Joe Conway <mail@joeconway.com> writes:
> This is especially a problem when the cleanup needs to be done inside
> the embedded interpreter. I found that with R, I had to throw an error
> in the R interpreter in order to allow the interpreter to clean up its
> own state. That left me with code like this:
> [ snip ]
> Looks good to me, but I worry about being able to do what I've described
> above.

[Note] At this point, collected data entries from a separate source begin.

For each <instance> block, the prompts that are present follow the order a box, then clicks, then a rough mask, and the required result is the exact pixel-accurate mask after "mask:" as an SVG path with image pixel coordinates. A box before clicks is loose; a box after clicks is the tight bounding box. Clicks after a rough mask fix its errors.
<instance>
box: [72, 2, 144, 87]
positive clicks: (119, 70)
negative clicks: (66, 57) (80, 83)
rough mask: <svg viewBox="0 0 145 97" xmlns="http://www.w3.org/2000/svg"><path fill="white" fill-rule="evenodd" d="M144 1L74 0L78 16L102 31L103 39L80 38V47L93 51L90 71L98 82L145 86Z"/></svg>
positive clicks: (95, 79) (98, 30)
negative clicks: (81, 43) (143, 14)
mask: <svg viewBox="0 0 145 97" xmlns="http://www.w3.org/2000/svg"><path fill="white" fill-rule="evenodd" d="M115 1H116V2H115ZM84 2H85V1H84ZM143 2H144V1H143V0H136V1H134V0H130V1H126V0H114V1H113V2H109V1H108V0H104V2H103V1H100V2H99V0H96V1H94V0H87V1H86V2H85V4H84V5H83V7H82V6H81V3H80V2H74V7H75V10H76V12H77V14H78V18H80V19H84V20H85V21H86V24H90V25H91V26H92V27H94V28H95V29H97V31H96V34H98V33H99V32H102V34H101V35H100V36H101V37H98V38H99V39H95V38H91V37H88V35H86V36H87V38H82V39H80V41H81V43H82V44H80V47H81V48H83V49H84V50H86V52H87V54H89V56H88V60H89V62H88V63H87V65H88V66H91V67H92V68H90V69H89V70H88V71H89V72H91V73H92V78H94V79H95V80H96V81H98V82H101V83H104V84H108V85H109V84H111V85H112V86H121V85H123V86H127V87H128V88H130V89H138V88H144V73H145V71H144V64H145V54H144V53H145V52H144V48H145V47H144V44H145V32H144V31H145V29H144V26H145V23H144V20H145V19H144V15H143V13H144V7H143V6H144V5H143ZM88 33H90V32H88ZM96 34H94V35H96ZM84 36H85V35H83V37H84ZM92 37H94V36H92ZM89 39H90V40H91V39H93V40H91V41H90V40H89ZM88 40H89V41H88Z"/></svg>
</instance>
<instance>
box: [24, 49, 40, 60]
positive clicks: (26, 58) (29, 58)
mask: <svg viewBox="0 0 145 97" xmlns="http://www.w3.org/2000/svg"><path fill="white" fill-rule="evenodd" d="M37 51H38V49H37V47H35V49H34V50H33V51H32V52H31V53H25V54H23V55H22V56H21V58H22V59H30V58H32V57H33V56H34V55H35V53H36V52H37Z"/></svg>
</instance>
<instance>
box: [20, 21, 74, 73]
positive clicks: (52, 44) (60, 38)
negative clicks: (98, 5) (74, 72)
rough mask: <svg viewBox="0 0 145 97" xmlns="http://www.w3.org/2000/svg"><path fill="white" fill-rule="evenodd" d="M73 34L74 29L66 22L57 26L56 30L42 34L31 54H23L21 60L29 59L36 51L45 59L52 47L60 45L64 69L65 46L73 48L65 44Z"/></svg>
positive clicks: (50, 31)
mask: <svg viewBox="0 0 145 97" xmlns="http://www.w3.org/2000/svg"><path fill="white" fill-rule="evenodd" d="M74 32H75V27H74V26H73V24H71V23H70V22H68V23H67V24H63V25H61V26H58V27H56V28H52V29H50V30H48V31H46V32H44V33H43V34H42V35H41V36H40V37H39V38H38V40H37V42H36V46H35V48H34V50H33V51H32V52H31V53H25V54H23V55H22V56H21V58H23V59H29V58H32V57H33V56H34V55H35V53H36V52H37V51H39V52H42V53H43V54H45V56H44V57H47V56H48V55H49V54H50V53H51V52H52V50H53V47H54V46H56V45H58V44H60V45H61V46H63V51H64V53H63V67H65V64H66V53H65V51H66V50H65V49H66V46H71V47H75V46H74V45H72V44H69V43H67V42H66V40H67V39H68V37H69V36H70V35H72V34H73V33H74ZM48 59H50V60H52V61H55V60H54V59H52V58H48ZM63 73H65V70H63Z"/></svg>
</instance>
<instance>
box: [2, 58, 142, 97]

Basically I found that if I don't allow R to clean up after
> itself by propagating the SPI call generated error into R, before
> throwing a Postgres ERROR, I wind up with core dumps.
You could still do that, and perhaps even a bit more cleanly:
sqlErrorOccurred = false;PG_TRY();{ ans = R_tryEval(call, R_GlobalEnv, &errorOccurred);}PG_CATCH();{
sqlErrorOccurred= true; /* push PG error into R machinery */ error("%s", "error executing SQL
statement");}PG_END_TRY();
if (sqlErrorOccurred) PG_RE_THROW();if (errorOccurred) ereport(ERROR, "report R error here");
(The ereport will trigger only for errors originating in R, not for
PG errors propagated out, which exit via the RE_THROW.)
However I wonder whether either of these really work. What happens
inside R's "error()" routine, exactly? A longjmp? It seems like this
structure is relying on the stack not to get clobbered between elog.c's
longjmp and R's. Which would usually work, except when you happened to
get a signal during those few instructions...
It seems like what you really need is a TRY inside each of the functions
you offer as callbacks from R to PG. These would catch errors, return
them as failures to the R level, which would in turn fail out to the
tryEval call, and from there you could RE_THROW the original error
(which will still be patiently waiting in elog.c).